Dharamshala: French President Nicolas Sarkozy, who currently heads the EU’s rotating presidency, shared his concerns over the current situation in Tibet at a meeting with His Holiness the Dalai Lama Saturday in Gdansk, Poland.
Sarkozy said His Holiness the Dalai Lama, who welcomed him by draping a ‘khata’ or traditional Tibetan white scarf on his shoulder, had said at the meeting that he does not seek independence for Tibet. “I told him how much importance I attach to the pursuit of dialogue between His Holiness the Dalai Lama and the Chinese authorities.”

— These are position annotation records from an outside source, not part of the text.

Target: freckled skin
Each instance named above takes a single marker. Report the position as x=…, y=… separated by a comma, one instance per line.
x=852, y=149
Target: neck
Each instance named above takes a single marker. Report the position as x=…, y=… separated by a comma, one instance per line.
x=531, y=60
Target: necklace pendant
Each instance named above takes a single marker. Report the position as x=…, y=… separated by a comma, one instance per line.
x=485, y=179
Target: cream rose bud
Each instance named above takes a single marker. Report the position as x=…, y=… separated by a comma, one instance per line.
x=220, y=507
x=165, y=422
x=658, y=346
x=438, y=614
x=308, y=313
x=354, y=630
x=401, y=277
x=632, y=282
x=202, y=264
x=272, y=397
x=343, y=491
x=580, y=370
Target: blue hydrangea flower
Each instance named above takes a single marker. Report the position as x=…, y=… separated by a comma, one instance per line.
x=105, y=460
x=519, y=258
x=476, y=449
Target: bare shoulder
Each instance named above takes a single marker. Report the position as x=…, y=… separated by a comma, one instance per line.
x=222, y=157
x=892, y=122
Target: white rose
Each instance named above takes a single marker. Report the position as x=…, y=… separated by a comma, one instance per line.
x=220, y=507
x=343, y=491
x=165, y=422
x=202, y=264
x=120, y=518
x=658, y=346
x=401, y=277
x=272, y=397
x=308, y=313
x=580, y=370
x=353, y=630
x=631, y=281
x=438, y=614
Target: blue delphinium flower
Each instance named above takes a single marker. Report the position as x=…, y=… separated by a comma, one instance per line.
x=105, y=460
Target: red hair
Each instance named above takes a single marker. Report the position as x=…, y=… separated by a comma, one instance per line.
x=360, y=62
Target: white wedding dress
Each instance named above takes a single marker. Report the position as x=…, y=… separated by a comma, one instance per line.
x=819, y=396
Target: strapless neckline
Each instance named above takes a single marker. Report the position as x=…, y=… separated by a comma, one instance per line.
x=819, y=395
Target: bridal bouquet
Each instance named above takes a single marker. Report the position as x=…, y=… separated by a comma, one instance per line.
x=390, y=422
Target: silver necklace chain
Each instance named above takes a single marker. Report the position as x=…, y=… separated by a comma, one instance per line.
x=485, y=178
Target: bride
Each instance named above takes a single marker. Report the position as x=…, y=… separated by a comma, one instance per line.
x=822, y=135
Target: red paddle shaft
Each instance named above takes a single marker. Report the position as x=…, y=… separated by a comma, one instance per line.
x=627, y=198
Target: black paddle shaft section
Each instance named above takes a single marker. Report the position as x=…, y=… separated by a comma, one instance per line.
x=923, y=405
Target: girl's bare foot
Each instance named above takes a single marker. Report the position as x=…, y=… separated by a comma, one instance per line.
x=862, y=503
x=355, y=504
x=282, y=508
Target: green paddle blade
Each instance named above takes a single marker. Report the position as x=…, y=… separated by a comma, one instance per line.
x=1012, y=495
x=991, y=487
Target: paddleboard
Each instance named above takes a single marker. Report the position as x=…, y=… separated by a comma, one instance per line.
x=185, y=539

Asked about the situation in Tibet, Sarkozy said: “His Holiness the Dalai Lama shared with me his worries, worries which are shared in Europe. We have had a wide discussion of this question.”
“His Holiness the Dalai Lama also told me of his concerns over Tibet,” Sarkozy said, adding that His Holiness “indicated how much he supported my visit to Beijing for the Olympic Games” opening ceremony.
“I am free as the French president and the EU president, I have values and convictions. Let’s not make things tense, the world doesn’t need it and it doesn’t correspond to reality,” Sarkozy added.
Addressing China’s outrage over his move to meet His Holiness the Dalai Lama, Sarkozy said: “One must approach this calmly.
“The world needs an open China that participates in global governance. China needs a powerful Europe that gives work to Chinese enterprise,” he said.
Commenting on whether EU-China relations and trade could suffer over his planned meeting with Sarkozy, His Holiness the Dalai Lama on Friday remarked: “China also needs Europe.”
Poland’s Prime Minister Donald Tusk also met with His Holiness Dalai Lama Saturday in the northern city of Gdansk, where as a past recipient of the Nobel Peace Prize His Holiness had been invited to ceremonies marking 25 years since Poland’s anti-communist Solidarity icon Lech Walesa received the honour.
Earlier on Saturday, His Holiness the Dalai Lama called for dialogue and compassion to solve the world’s problems.
“Warfare failed to solve our problems in the last century, so this century should be a century of dialogue,” he told delegates, including Walesa, European Commission President Jose Manuel Barroso and Polish Prime Minister Donald Tusk.
European Commission President Jose Manuel Barroso also attended Saturday’s ceremonies in Gdansk.
–compiled from reports from Reuters and AFP.